I think I may have finally resolved this issue. It seems I had two CUDA versions installed: 10.1, and 10.2. My installation was pointing to the 10.2 version. After uninstalling all the other other versions and having only 10.1 I was able to finally train more than once without issues. I will run a couple more tests. Bottom line: After uninstalling all my previous CUDA/CUDNN versions and reinstalling the correct ones, it seems to have resolved the issue.
@sushreebarsa I am testing right now with CUDNN 8.1.1 and CUDA 11.0. I will report back shortly.
Actually, I had the correct driver version installed (the one in the link you sent). I confused the new driver update message with the version installed. I am still at 6 seconds even after uninstalling nvidia-440…
Same for me. 2.4 was core dumping and I had to install 2.3.1 but it was CPU version. If I get it to work with the GPU I will let you know.
But man, after all these months, finally a solution with the above problem! Today is the first time I can train with no issue for hours!
@ion-elgreco I’m not aware of a good reason how the training could become slower after enabling mixed precision… Initial graph building, yes.
Do I understand correctly that you’re also running TF2.3 right now inside this new desktop with a Ryzen CPU, and just switching between active CUDA version? So the TF2.3 is not crashing and TF2.4 does with the exact same hw and software conf.
Couldn’t rule out the HW issue as well, this one is from pytorch, but still relevant. https://discuss.pytorch.org/t/runtimeerror-cudnn-status-internal-error-when-l-run-the-program-for-a-second-time/2960/4
As there can be many causes for CUDNN_STATUS_INTERNAL_ERROR, the only pragmatic way to help here, is to also provide the dataset (processed enough to not cause the legal issues), that would be as small and compact as possible to reproduce the issue with TF2.4. Also include the affected version info etc. Might be worth opening as a separate issue, as the cause seems to be different from the one from @nectario.

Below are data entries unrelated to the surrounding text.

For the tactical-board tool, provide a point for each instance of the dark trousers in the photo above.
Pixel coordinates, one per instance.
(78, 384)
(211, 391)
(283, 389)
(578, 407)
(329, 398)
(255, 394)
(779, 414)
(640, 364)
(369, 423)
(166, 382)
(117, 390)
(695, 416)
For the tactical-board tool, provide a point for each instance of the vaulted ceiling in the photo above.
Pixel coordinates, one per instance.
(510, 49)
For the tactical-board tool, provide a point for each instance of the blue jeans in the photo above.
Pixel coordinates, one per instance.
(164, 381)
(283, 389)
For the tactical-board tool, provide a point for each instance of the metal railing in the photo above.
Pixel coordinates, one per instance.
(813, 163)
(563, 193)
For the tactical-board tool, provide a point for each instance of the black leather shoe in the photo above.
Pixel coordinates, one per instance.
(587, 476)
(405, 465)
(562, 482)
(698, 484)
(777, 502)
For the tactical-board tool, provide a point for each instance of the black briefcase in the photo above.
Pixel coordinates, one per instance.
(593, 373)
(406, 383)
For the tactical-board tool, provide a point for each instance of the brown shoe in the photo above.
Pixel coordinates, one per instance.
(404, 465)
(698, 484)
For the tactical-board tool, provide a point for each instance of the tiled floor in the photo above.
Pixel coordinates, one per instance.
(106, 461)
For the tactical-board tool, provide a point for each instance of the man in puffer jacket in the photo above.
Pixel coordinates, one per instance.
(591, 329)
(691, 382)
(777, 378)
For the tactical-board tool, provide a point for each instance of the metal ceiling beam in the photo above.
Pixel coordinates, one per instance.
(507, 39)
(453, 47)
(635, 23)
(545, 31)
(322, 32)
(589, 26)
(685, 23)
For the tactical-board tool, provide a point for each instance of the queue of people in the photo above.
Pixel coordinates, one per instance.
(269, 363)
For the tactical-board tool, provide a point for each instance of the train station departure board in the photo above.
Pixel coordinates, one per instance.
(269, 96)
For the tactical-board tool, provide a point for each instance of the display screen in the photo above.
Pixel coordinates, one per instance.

I noticed a comment of using conda. To be 100% clean, I’d definitely try to reproduce this also with a clean venv install with pip. Smth like
I believe it’s been acknowledged but this issue is unique as it’s hard to reproduce. If they try to reproduce this on any cloud machine it will never happen. It requires these consumer based graphics cards. Like I have a Titan V or an RTX 3080 which you have. It’s good that we are keeping this thread “warm”
I hope someone from TensorFlow can update us here if they are investigating it on what is causing it.
My resolution for now: I reduced the number of epochs. When it fails, I load the last saved weights and continue on.